# A parking lot is to be formed by fencing in a rectangular plot of land except for an entrance 12 m wide. How do you find the dimensions of the lot of greatest area if 300 m of fencing is to be used?

Jan 8, 2016

The maximum area is obtained if the plot is $78$m square.

#### Explanation:

The perimeter of the plot must be $\left(300 + 12\right)$ if $300$ m fencing are used and there is a $12$ m entrance.
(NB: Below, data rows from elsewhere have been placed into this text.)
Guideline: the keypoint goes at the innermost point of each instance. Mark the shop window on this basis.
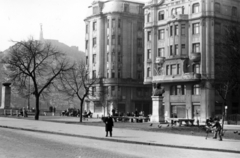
(196, 89)
(196, 8)
(161, 15)
(195, 28)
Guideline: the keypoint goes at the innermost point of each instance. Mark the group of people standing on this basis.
(210, 124)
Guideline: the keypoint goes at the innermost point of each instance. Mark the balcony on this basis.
(149, 60)
(195, 57)
(160, 60)
(149, 24)
(121, 80)
(181, 17)
(186, 77)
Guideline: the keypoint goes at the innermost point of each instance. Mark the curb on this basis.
(124, 141)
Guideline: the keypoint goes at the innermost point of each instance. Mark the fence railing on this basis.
(233, 119)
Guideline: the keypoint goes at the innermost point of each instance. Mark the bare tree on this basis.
(76, 83)
(34, 62)
(227, 64)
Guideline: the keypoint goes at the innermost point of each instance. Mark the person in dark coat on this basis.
(218, 130)
(108, 125)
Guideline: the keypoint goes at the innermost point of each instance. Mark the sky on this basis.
(62, 20)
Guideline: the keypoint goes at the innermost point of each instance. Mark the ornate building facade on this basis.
(114, 54)
(179, 53)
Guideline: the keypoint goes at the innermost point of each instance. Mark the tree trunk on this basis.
(37, 108)
(81, 110)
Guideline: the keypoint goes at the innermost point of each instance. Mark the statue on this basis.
(158, 91)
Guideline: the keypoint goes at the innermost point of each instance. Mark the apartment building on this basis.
(114, 54)
(179, 53)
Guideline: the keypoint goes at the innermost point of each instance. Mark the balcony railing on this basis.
(178, 78)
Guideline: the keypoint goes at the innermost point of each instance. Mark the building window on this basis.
(140, 9)
(94, 42)
(139, 75)
(196, 68)
(119, 57)
(196, 47)
(119, 91)
(94, 58)
(196, 28)
(86, 44)
(217, 28)
(113, 40)
(149, 17)
(173, 69)
(126, 7)
(87, 28)
(94, 74)
(95, 10)
(183, 49)
(171, 50)
(176, 29)
(149, 72)
(196, 8)
(178, 69)
(176, 49)
(173, 90)
(161, 15)
(149, 36)
(234, 11)
(161, 34)
(113, 93)
(107, 23)
(179, 10)
(119, 23)
(178, 90)
(107, 73)
(196, 89)
(107, 57)
(160, 52)
(107, 40)
(94, 25)
(167, 70)
(217, 7)
(139, 92)
(113, 23)
(86, 60)
(149, 54)
(113, 56)
(93, 91)
(139, 59)
(171, 30)
(119, 39)
(139, 42)
(183, 29)
(119, 73)
(113, 73)
(140, 28)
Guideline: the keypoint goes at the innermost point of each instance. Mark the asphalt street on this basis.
(24, 144)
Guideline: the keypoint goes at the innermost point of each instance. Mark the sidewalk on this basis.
(124, 135)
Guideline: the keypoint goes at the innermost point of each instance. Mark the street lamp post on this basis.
(29, 94)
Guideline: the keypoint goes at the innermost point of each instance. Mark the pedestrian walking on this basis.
(109, 125)
(218, 130)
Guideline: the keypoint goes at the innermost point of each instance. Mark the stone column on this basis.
(6, 96)
(157, 109)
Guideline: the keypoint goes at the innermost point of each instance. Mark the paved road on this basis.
(24, 144)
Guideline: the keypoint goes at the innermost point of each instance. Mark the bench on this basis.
(180, 121)
(131, 118)
(11, 112)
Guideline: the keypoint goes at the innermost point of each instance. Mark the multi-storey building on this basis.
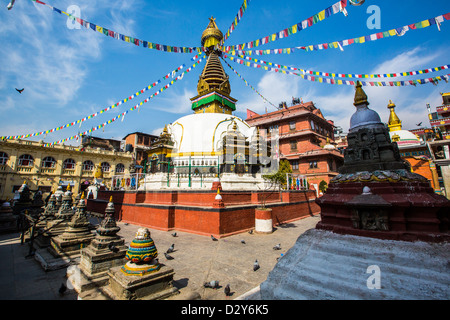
(46, 168)
(139, 143)
(306, 140)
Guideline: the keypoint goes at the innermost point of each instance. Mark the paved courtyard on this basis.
(196, 260)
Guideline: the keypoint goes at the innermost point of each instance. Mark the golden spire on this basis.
(394, 123)
(212, 35)
(360, 95)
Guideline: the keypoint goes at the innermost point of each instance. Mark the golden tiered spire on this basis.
(394, 123)
(212, 35)
(213, 86)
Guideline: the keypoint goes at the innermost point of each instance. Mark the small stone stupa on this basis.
(8, 222)
(76, 236)
(383, 233)
(105, 251)
(142, 277)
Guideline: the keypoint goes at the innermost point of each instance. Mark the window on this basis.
(69, 164)
(105, 166)
(313, 164)
(3, 158)
(88, 165)
(293, 144)
(26, 160)
(292, 125)
(120, 168)
(48, 162)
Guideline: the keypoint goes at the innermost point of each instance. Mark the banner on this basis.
(343, 43)
(341, 75)
(236, 20)
(80, 121)
(248, 84)
(119, 36)
(137, 106)
(433, 80)
(324, 14)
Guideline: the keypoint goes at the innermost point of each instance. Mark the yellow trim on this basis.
(187, 154)
(182, 134)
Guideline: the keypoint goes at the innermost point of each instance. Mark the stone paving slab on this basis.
(196, 260)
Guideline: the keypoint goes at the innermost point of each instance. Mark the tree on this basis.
(323, 185)
(279, 177)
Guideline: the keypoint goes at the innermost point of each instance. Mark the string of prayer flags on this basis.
(433, 80)
(342, 75)
(137, 106)
(400, 31)
(117, 104)
(125, 38)
(236, 20)
(322, 15)
(247, 84)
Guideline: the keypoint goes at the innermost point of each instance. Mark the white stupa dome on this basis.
(201, 133)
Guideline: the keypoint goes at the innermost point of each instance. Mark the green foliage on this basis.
(323, 186)
(280, 176)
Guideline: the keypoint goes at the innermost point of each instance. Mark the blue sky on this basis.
(71, 73)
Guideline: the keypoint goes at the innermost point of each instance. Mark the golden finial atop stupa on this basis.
(360, 95)
(394, 122)
(212, 35)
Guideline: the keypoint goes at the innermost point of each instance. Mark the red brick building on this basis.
(306, 140)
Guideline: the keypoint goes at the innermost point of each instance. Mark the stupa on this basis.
(8, 222)
(383, 232)
(76, 236)
(105, 251)
(200, 153)
(195, 145)
(142, 277)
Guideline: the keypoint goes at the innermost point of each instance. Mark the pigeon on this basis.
(11, 4)
(255, 265)
(112, 247)
(277, 247)
(212, 284)
(62, 289)
(227, 290)
(171, 248)
(168, 256)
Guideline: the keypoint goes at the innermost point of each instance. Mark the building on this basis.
(440, 146)
(46, 168)
(139, 143)
(412, 149)
(306, 140)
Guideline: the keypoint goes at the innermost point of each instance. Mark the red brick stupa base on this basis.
(201, 213)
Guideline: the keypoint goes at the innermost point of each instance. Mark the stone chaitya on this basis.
(383, 232)
(142, 277)
(105, 251)
(8, 222)
(76, 236)
(375, 192)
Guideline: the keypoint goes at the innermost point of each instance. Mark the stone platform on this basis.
(194, 211)
(323, 265)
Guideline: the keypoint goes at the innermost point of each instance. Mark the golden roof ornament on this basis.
(394, 122)
(211, 36)
(360, 95)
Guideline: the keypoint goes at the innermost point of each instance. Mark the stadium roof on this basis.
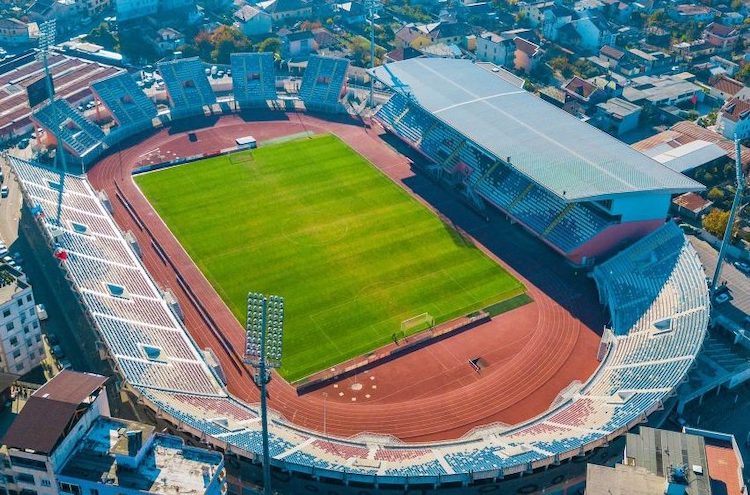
(570, 158)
The perimeter is given by $P = 2 \left(L + W\right)$ and the area is given by $A = L \cdot W$
$P = 2 \left(L + W\right) = 312$
$\therefore W = \frac{312}{2} - L = 156 - L$
$\therefore A = L \cdot \left(156 - L\right) = 156 L - {L}^{2}$

For a quadratic of the form $y = a {x}^{2} + b x + c$ the vertex )which gives the maximum or minimum value) is found at the point $x = c - {b}^{2} / \left(4 a\right)$
For this parking lot $c = 0 , b = 156$ and $a = - 1$
$\therefore {A}_{v} = - {156}^{2} / \left(- 4\right) = \frac{24336}{4} = 6084$

So the maximum area of the plot is 6084 sq .m.
$6084 = - {L}^{2} + 156 L$
$0 = {L}^{2} - 156 L + 6084$
$0 = {\left(L - 78\right)}^{2}$

$\therefore L = 78$
$W = 156 - l = 156 - 78 = 78$

Therefore the are of the plot is maximized if the plot is $78 m$ square.